Anfang November 2019 übersandte der Superintendent der Beklagten an den Pfarrer eine E-Mail an die E-Mailadresse seiner Kirchengemeinde. In dieser E-Mail erklärte der Superintendent, dass sich die Frau im Kirchenasyl befinde. Zudem soll der Pfarrer nach Behauptung der Kläger in der E-Mail auf das gegen ihn laufende Ermittlungsverfahren wegen eines möglicherweise strafrechtlich relevanten Fehlverhaltens in Umgang mit der im Kirchenasyl befindlichen Frau hingewiesen worden sein.
Mitte November 2019 griff die Klägerin auf das E-Mail-Konto der Beklagten zu, las diese E-Mail und druckte sie aus. Des Weiteren öffnete die Klägerin im E-Mail-Konto der Beklagten eine E-Mail mit der Bezeichnung „Chatverlauf Ca “ (Name für die im Kirchenasyl befindliche Frau), kopierte die Datei mit dem angehängten Chatverlauf auf einem USB-Stick. Nach ca. einer Woche ließ die Klägerin einem Gemeindemitglied den USB Stick und den Chatverlauf zukommen. Das Gemeindemitglied war zu diesem Zeitpunkt Gemeindemitglied und gestaltete Gottesdienste mit. Später übergab die Klägerin den Chatverlauf an die Staatsanwaltschaft.

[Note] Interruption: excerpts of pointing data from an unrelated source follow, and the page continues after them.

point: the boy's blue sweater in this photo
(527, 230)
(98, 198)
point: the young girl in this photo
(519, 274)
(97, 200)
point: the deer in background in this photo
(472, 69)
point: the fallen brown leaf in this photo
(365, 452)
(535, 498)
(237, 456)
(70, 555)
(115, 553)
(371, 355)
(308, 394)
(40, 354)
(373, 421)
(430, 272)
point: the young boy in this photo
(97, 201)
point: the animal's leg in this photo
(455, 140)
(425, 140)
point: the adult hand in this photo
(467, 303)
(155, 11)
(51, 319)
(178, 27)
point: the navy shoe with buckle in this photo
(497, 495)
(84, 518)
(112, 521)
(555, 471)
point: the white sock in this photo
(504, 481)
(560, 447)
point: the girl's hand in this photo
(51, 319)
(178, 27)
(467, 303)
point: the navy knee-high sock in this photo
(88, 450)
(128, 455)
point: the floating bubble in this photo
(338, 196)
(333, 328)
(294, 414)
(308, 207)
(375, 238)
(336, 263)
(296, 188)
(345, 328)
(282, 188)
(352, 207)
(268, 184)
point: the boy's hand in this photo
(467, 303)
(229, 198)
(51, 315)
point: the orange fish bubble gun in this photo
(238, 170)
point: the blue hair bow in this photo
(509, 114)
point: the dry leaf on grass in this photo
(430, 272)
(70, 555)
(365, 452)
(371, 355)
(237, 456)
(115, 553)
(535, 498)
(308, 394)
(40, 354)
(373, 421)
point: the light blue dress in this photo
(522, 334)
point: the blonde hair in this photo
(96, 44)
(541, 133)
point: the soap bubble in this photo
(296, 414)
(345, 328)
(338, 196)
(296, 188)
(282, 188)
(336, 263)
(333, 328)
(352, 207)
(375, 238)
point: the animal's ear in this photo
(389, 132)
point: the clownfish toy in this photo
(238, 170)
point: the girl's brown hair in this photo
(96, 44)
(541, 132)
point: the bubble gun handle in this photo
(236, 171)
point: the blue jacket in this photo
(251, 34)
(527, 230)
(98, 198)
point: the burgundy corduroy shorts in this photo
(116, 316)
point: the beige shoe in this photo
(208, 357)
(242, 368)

Nachdem die Beklagte von dem Vorgang Kenntnis erlangte, sprach sie eine außerordentliche fristlose Kündigung aus. Dagegen erhob die Klägerin Kündigugnsschutzklage. Sie vertedigte sich mit dem Einwand, dass sie die im Kirchenasyl befindliche Frau, welche sich zuvor gegenüber ihrem Ehemann und dem Gemeindemitglied bereits hinsichtlich der „sexuellen Übergriffigkeit“ des Pfarrers unter Ausnutzung ihrer verzweifelten Lage anvertraut hatte, habe schützen und Beweise sichern wollen.
Das Arbeitsgericht gab der Kündigungsschutzklage statt. Zwar liege ein Grund vor, der an sich zur außerordentlichen Kündigung berechtige, allerdings wäre unter Berücksichtigung des Sachverhalts aus subjektiver Sicht der Klägerin eine Abmahnung eine angemessene Reaktion auf das Fehlverhalten gewesen. Hiergegen richtet sich die Berufung der Beklagten.
LAG Köln: Fristlose Kündigung ist wirksam!
Das LAG Köln gab der Berufung statt und erklärte die außerordentliche fristlose Kündigung für wirksam.
Diese könne auf einen wichtigen Grund im Sinne von § 626 Abs. 1 BGB gestützt werden.
Dabei hat das LAG betont, dass die rechtswidrige Datenverarbeitung des Arbeitnehmers im Arbeitsverhältnis, die mit Verletzungen des allgemeinen Persönlichkeitsrechts etwa von Arbeitskollegen einhergeht, bei entsprechender Schwere des Verstoßes dazu geeignet sein kann, „an sich“ einen wichtigen Grund für den Ausspruch einer Kündigung auszumachen, auch wenn die in Rede stehenden Daten nicht dem Schutzbereich des Gesetzes zum Schutz von Geschäftsgeheimnissen unterliegen.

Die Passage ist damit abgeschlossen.